Traditional Filesystem

  • Files identified by path (e.g., /projects/2024/doc.docx)
  • Folders are containers with lists of children
  • A file can only exist in one folder
  • Moving = changing the path
  • Renaming changes the file's identity/path
  • Permissions often inherited via path structure

Google Drive Object Store

  • Files identified by unique ID (immutable)
  • Folders are just nodes in the object graph
  • A file can have multiple parent folders
  • Moving = updating the parents array
  • Renaming does not change the file ID
  • Permissions are per-object ACLs (computed inheritance)
File Upload Flow
Client Upload
HTTP multipart or resumable
Content Scan
Malware + DLP check
Object Store
Blob written, quota updated
Metadata Record
File ID assigned, parents set
Index Update
Content indexed for search
ACL Propagation
Parent permissions inherited
Legend
File object model
Folder / parent model
Permissions / ACL layer
Versioning and trash
Shortcuts and links
Search and indexing

Architecture Documentation Notes

Key Insight: No Real Paths

Drive has no concept of a stored file path.
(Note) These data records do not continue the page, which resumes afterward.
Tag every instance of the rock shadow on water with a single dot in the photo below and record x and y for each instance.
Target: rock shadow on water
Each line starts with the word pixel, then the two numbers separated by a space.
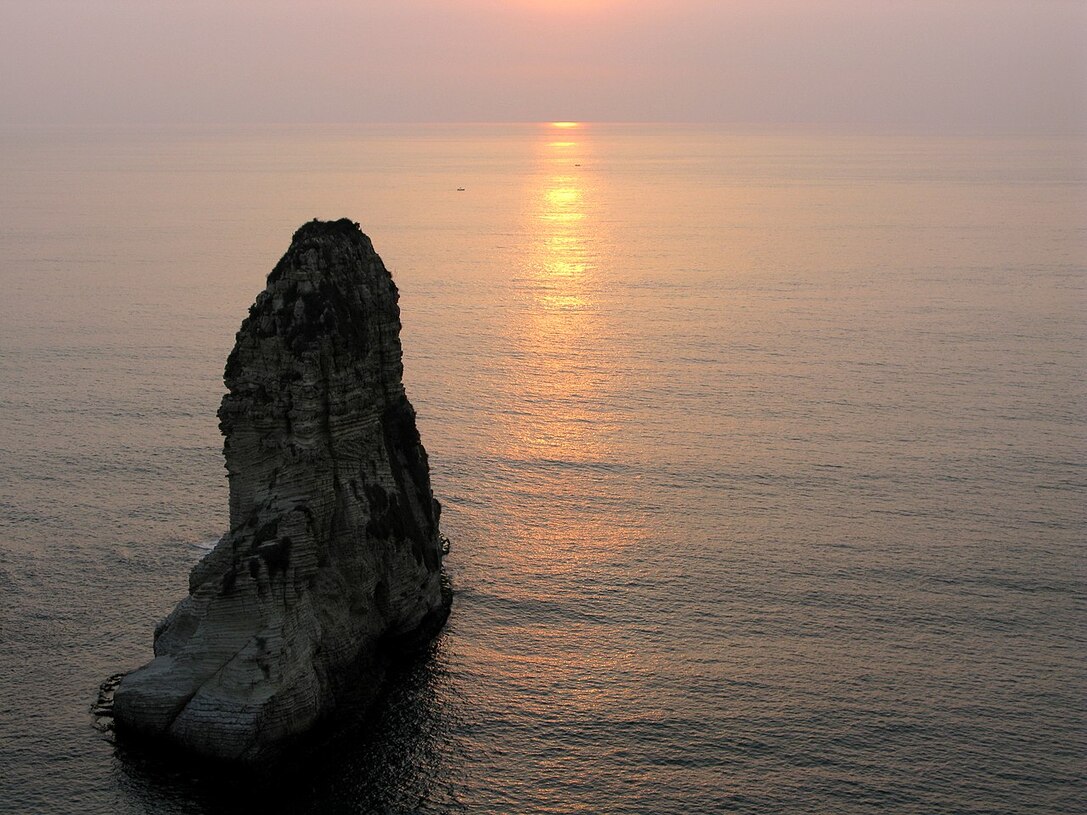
pixel 382 755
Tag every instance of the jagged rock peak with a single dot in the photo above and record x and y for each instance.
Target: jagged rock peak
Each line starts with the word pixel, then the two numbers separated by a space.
pixel 334 550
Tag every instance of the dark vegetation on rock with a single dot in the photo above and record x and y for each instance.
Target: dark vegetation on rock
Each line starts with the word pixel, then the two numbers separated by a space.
pixel 333 561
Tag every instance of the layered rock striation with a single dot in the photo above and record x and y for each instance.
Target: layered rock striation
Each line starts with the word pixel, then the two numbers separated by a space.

When you see /My Drive/Projects/2024/doc.docx in the UI, that path is resolved at display time by traversing parent pointers. The same file can show up at multiple display paths if it has multiple parents.

Migration Implication

Migration tools (ShareGate, Quest, Google Workspace Migration) must enumerate Drive by traversing the parent graph, not by reading a directory tree. Files with multiple parents need explicit handling to avoid duplicates. Permissions must be re-evaluated post-migration as ACLs are object-level.

API Access Model

The Drive API v3 is entirely file-ID centric. List operations require a query string; there is no "ls" equivalent. To enumerate a folder, query files.list with 'folderID' in parents. Recursive enumeration requires iterating each subfolder in a loop or using corpora parameter with Shared Drive scope.

Source Confidence

File ID model, parent pointer model, folder as mimeType, shortcut model: all documented in Google Drive API v3 official documentation. Underlying storage infrastructure (Colossus, Bigtable): described at architectural level in Google Research papers; implementation details not publicly disclosed.